Un’ esperienza personale
Anch’io sono chiuso nell’ Istituto dove sono cappellano “per tutelare i 400 pazienti che vi abitano”, e per ora grazie a Dio, a san Giovanni di Dio fondatore dei Fatebenefratelli e alle disposizioni ferree che sono state adottate, tutti stanno bene. Invito i “vari trasgressori” a pensate a queste 400 persone, malati psichiatrici anche giovani quindi con problemi rilevanti, bloccati in Istituto da metà febbraio, che hanno visto scombussolate totalmente tutte le loro abitudini di vita, che non possono ricevere la visita dei parenti, che devono vivere i disagi di una vita comunitaria travolta dalle misure di sicurezza. Quale immenso sacrificio stanno compiendo, eppure lo accettano senza lamentarsi e sono per tutti uno straordinario esempio.

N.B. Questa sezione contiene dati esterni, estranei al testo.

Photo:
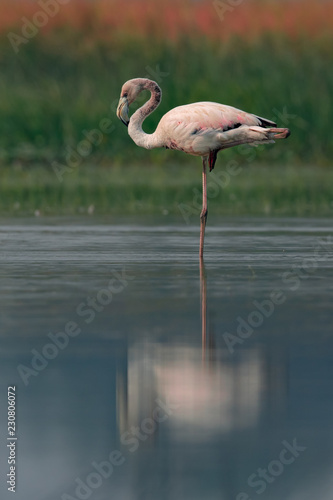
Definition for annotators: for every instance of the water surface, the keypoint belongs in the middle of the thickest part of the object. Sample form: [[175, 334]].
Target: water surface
[[213, 389]]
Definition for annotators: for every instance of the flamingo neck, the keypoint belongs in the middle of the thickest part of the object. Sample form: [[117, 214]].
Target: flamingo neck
[[135, 131]]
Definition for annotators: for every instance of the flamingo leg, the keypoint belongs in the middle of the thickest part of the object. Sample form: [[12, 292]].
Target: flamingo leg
[[204, 211]]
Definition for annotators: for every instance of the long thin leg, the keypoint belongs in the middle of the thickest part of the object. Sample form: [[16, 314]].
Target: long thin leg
[[203, 215], [203, 303]]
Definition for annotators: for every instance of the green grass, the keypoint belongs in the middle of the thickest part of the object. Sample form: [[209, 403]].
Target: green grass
[[172, 189], [61, 85]]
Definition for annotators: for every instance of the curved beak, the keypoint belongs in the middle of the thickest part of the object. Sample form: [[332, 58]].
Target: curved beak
[[122, 110]]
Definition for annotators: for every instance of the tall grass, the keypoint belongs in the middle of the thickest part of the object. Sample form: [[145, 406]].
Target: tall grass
[[59, 88], [169, 189], [270, 58]]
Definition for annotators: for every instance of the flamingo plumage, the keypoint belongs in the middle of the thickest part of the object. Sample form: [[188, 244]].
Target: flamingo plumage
[[199, 129]]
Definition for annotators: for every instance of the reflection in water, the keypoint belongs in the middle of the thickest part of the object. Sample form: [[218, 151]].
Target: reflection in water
[[218, 395]]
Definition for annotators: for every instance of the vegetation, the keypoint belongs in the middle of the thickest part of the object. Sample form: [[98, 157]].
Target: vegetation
[[62, 149], [248, 190]]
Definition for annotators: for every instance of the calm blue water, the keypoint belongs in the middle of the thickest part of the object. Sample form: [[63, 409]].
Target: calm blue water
[[136, 380]]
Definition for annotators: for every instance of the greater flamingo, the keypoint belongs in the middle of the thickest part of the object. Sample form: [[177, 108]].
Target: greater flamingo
[[199, 129]]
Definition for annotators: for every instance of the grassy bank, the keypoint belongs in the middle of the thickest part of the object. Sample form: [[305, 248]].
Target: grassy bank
[[172, 189]]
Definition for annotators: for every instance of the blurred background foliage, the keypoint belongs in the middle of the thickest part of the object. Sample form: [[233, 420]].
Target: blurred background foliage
[[272, 58]]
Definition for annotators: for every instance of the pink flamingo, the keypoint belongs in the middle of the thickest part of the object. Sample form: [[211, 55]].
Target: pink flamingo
[[199, 129]]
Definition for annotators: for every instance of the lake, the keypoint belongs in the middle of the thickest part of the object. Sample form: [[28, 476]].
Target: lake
[[142, 373]]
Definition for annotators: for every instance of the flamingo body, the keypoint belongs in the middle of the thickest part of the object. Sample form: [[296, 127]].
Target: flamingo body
[[203, 127]]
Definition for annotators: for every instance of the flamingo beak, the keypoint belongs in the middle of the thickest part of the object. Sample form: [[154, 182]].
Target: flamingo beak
[[122, 110]]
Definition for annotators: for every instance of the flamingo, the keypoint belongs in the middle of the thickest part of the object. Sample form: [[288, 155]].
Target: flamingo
[[199, 129]]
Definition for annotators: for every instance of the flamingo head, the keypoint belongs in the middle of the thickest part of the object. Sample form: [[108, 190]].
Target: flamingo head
[[129, 92]]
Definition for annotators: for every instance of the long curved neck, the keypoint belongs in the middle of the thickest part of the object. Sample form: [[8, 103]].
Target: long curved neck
[[135, 131]]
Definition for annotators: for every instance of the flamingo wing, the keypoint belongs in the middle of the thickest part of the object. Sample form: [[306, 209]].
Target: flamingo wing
[[204, 127]]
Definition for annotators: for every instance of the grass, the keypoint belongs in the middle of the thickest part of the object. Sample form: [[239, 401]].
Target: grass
[[173, 189], [270, 58], [53, 93]]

Lo dico alle mamme che fanno petizioni per l’ora d’aria dei figli, a chi tenterà furbescamente di fuggire dalla città nelle prossime feste, a chi si reca al supermercato a comprare unicamente una confezione di pasta pur di uscire di casa.
Spesso, quelli che riteniamo i più fragili e vulnerabili, quelli che papa Francesco ha definito essere ritenuti “gli scarti della società”, sono dei “maestri di vita” che ci insegnano l’autentica solidarietà.